The end of October meant autumn leaves and duck-hunting season, and Anneliese seemed enthusiastic when Jordan’s father proposed a day at the cabin. Now Jordan watched her stepmother look at the red and gold trees reflecting in the surface of Selkie Lake, exclaiming, “Beautiful!”

“Our first time here as a family.” Dan McBride fished out the big square key that locked the cabin. “I thought you’d like it.”

“Don’t count on me to bag anything,” Anneliese warned. “I can’t hit a target to save my life.”

“Now, I don’t believe that—”

“Would I lie?” She made a rueful face. “Kurt tried over and over to teach me, but I’m hopeless. You’ll get far more ducks without me.”

“Ducks?” Ruth’s brows furrowed as she climbed out of the car after Taro. “Dead ducks?”

“You don’t need to see them, Ruthie,” Jordan reassured. “They can take the guns out to the far side of the lake, and you’ll stay with me. The only thing we’ll shoot is pictures.”

Ruth looked relieved. Still too quiet for a little girl, Jordan thought, but after a summer’s worth of diner sundaes and trips to the movies, at least she was talking and smiling at the dinner table.

“How lovely!” Anneliese was enthusing as her husband unlocked the hunting cabin his father had built on the shore. She went inside, looking at the stock of firewood, the narrow cots and blankets, the kerosene lamps. “Everything necessary if one needed to hide.”

“Who needs to hide?” Jordan asked, following her inside.

A shrug. “It’s the way someone who has been a refugee continues to think, even when danger is over. Wanting a place with a door that locks and something to protect oneself with.” Nodding at the rack of hunting rifles on the wall. “I suppose those will need cleaning after a season on the wall. That’s what Manfred always used to say.”
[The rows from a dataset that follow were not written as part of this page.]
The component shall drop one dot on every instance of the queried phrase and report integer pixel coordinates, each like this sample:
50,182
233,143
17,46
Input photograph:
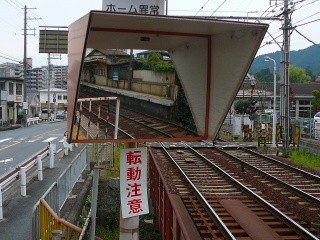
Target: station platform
133,94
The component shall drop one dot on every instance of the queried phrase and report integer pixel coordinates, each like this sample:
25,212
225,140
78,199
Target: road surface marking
49,139
6,160
49,132
36,139
9,146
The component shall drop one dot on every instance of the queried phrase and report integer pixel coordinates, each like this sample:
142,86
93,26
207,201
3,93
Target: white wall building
11,104
58,98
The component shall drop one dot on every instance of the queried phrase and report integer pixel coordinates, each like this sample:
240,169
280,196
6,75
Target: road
22,143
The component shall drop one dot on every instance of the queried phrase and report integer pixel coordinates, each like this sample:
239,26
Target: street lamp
274,122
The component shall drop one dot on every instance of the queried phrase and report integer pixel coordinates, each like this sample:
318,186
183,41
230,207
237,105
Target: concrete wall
156,77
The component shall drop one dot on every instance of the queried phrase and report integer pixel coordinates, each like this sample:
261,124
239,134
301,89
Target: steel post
51,156
23,184
1,210
39,161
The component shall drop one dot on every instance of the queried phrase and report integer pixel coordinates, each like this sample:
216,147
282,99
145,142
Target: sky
305,18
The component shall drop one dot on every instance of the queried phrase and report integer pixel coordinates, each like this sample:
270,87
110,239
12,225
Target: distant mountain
308,57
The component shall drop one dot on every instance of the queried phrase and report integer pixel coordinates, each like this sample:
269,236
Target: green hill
308,57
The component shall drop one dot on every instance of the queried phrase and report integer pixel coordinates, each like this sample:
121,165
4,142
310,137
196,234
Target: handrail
60,221
7,179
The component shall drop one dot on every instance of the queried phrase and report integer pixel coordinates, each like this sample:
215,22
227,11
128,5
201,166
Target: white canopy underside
202,50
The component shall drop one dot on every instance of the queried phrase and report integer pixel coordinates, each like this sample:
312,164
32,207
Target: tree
264,75
310,73
315,101
298,75
241,106
155,63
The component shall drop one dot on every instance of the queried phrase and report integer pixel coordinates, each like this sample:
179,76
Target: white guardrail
32,121
19,172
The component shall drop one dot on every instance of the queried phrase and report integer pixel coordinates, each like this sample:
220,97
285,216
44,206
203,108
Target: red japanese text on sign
133,182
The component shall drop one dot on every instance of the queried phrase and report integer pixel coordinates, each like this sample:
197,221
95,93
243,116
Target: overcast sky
64,12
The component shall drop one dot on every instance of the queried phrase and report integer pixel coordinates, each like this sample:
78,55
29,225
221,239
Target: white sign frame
147,7
133,182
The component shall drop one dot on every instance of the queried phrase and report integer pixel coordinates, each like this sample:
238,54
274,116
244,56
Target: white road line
34,140
6,160
49,139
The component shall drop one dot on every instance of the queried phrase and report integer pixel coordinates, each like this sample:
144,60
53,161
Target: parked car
60,114
316,117
308,127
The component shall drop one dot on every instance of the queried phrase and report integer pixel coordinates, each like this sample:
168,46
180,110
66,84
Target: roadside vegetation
305,158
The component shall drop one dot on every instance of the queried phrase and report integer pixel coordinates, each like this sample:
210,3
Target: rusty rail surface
210,188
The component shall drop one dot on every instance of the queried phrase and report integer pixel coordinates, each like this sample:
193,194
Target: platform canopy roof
211,57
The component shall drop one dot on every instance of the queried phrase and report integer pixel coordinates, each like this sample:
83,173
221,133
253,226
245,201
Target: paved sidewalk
17,210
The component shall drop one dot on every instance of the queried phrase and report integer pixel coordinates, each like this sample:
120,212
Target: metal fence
57,194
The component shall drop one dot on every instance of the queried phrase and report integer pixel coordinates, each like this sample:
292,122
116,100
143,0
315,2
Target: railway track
221,206
291,187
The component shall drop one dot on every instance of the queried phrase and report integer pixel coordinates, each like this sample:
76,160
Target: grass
305,158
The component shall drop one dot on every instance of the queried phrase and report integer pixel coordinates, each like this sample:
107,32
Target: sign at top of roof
148,7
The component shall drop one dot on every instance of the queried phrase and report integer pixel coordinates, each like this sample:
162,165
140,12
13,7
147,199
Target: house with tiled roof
300,97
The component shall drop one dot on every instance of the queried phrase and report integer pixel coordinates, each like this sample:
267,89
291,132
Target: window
99,72
11,88
19,89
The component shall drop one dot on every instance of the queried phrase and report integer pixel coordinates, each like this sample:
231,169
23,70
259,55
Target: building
12,70
11,105
299,100
58,99
36,78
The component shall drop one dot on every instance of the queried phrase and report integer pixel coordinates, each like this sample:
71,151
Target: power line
14,6
218,8
10,59
318,45
202,7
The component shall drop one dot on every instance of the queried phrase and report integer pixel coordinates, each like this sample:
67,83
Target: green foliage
316,100
88,201
305,158
310,73
107,234
264,75
298,75
240,106
81,221
184,115
155,63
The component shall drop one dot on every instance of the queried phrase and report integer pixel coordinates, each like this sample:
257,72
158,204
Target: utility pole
25,98
49,83
285,82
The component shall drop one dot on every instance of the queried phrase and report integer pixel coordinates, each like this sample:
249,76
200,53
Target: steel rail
281,163
214,216
294,189
288,221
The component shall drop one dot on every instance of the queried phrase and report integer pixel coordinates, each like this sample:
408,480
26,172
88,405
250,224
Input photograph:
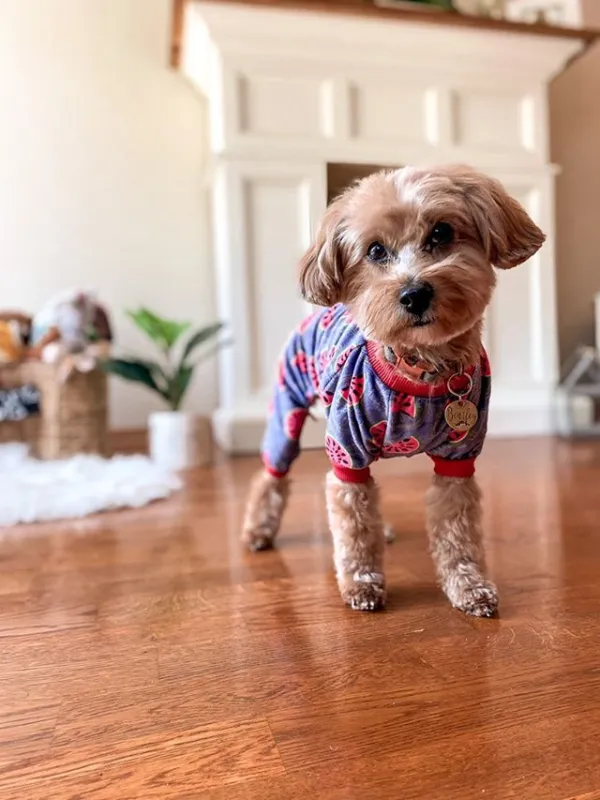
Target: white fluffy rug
38,491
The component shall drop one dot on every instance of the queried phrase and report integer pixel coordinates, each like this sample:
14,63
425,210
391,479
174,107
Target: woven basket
74,413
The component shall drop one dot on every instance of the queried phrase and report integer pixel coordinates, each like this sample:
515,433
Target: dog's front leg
454,527
264,510
358,542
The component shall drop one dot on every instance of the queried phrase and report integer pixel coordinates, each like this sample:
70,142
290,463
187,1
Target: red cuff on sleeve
448,468
271,471
351,475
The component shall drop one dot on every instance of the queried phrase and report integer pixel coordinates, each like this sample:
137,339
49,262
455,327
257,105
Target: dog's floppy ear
507,232
322,265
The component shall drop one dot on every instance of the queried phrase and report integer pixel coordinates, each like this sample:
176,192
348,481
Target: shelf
366,9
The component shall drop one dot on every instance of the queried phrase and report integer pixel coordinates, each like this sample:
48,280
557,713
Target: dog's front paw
364,591
257,540
477,599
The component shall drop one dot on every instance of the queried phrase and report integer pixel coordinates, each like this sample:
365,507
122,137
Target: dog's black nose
417,298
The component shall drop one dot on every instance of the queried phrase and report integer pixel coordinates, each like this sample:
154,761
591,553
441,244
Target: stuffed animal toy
15,328
67,325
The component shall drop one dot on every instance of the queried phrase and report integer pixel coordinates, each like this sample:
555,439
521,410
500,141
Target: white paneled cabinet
291,92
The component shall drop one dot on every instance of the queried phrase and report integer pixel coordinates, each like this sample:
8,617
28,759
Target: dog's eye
441,234
377,253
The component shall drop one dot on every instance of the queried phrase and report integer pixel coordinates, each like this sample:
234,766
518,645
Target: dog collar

“You mean Kurt?” Jordan said.

Pause. “Yes. My father was Manfred; he first took me out on the occasional hunt, before I ever met Kurt.”

You call your father by his first name? Jordan wondered. Or did you just make a slip?

She wanted to follow her dad and Anneliese, but there was no way to do it with Ruth in tow. They went off with their guns broken over their arms, and Jordan took her sister out to the dock where they sat with their feet swinging above the water, watching Taro bark at the ducks. “You know you’re going to be my real sister, cricket? Dad is going to adopt you. You’ll have our name.” Jordan had helped her father lay out the paperwork that would make it official: Ruth’s birth certificate, and the various visas and other bits of paper that had allowed her into the country. “You’ll be Ruth McBride.” Ruth’s broad smile was somehow breathless. How can I love you so much, Jordan wondered, when I’m watching your mother like she’s a criminal?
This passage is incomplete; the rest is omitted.